During the beloved church dinner season, there are a multitude of venues to choose from. Dinners are held all week, particularly on weekends. On some occasions you have to decide which of two or more locations you want to visit.
If you are lucky, you may be able to make two meals if they are close enough to each other. You suffer, but it is well worth it.
Last weekend offered some great opportunities for church dining. On Saturday it was the Booneville United Methodist Church in Booneville. On Sunday it was the Immanuel Lutheran Church in Adair.
Booneville is an unincorporated town in Dallas County, located west of Des Moines and West Des Moines. Booneville was founded in 1871. It was named after the Boone family, who were prominent local landowners.
Booneville is set in a hilly area. There is not much there except for a United Methodist Church, a restaurant which always has dozens of cars in the parking lot, a thrift store and a U.S. Post Office for the 50038 zip code.
As in other small towns, one sees in Booneville interesting practices not seen in larger areas. There is very limited parking at the church. During events such as a dinner, people park their cars on both sides of the street. You can barely get a car through the middle. A larger town would be concerned because you could not get emergency vehicles through these cars.
It is always interesting to see the buildings that are used as post offices in smaller towns. They are not always modern or uniform as in larger towns. Many of them are rented by the U.S. Postal Service and are not owned by the federal government.
Each fall year the Booneville United Methodist Church hosts a dinner. Since I started attending several years ago, the main menu has always been chicken and noodles with potatoes. Green beans are the vegetable. A variety of salads are offered, along with a choice of pies and other desserts.
The ladies of the church always decorate, and each table contains a decoration on the table with inspirational verses from the Bible.
They plan to serve about 180 people.

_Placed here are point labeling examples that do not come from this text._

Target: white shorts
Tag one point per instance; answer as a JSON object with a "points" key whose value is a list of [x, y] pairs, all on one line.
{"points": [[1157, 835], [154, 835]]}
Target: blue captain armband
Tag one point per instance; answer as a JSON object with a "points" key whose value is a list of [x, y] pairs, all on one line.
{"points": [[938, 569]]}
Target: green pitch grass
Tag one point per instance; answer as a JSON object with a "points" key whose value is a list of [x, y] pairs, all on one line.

One year Dan and I did not get to the dinner soon enough, and we got nothing except pie. You have to arrive in a timely manner, or you might be out of luck. The ladies have laminated cards with a number on them. When you go through, they put the number in a basket.
Monies raised are used for various missions or projects within the church, according to the church ladies.
The next day was Sunday. A local media outlet had Immanuel Lutheran Church listed, which we assumed to be in Guthrie Center. We got to the church and there were no cars around. I went into the dark, unlocked church to investigate.
I heard someone coming in and yelled hello so as not to scare them. I asked the church lady, who said the church dinner was in Adair. Guthrie Center’s event would be coming up the following Wednesday.
I went back to the car and told Dan. We headed west and then south for another 30 minutes. I had not been so close to so many windmills in my life. It looked like thousands of these windmills for as far as you could see.
Adair sits on the far northern border of Adair County. Adair was founded in 1868, when the Rock Island railroad was built through there. It was first called Summit Cut. In 1872 the city was named Adair after a War of 1812 general and the eighth governor of Kentucky, John Adair.
Adair is very famous because the first successful train robbery in the U.S. took place there July 21, 1873. The James-Younger Gang, which was led by Jesse James, derailed a train southwest of town and got away with $3,000. The engineer was killed in the derailment.
On June 27, 1953, Adair had a rare F5 tornado go through it.
The Immanuel Lutheran Church held its Oktoberfest in the Adair Community Building just off U.S. Interstate 80. They are part of the Lutheran Church Missouri Synod (LCMS).
The money raised from the meal will be used for LCMS hurricane relief. There were a lot of area LCMS clergy in attendance at the dinner. It was good to see clergy supporting a fellow church and giving charity to the victims of the hurricanes.
The sumptuous menu included beer brats, roast beef, ham, cheesy potatoes, green beans, homemade apple sauce and dessert. Also there was a silent auction, and farm-fresh eggs were sold. Funds raised for the silent auction will be used for projects within the church.
The scene was very festive. There were autumn-themed displays, and polka music was played in the background.
After the dinner, we headed down the white pole road. We took tours of Adair, Casey, Menlo, Dexter and Redfield. Oftentimes you run across interesting things in small towns.
So our weekend was made joyful with two interesting days with excellent food. Thankfully, there are still more dinners to come.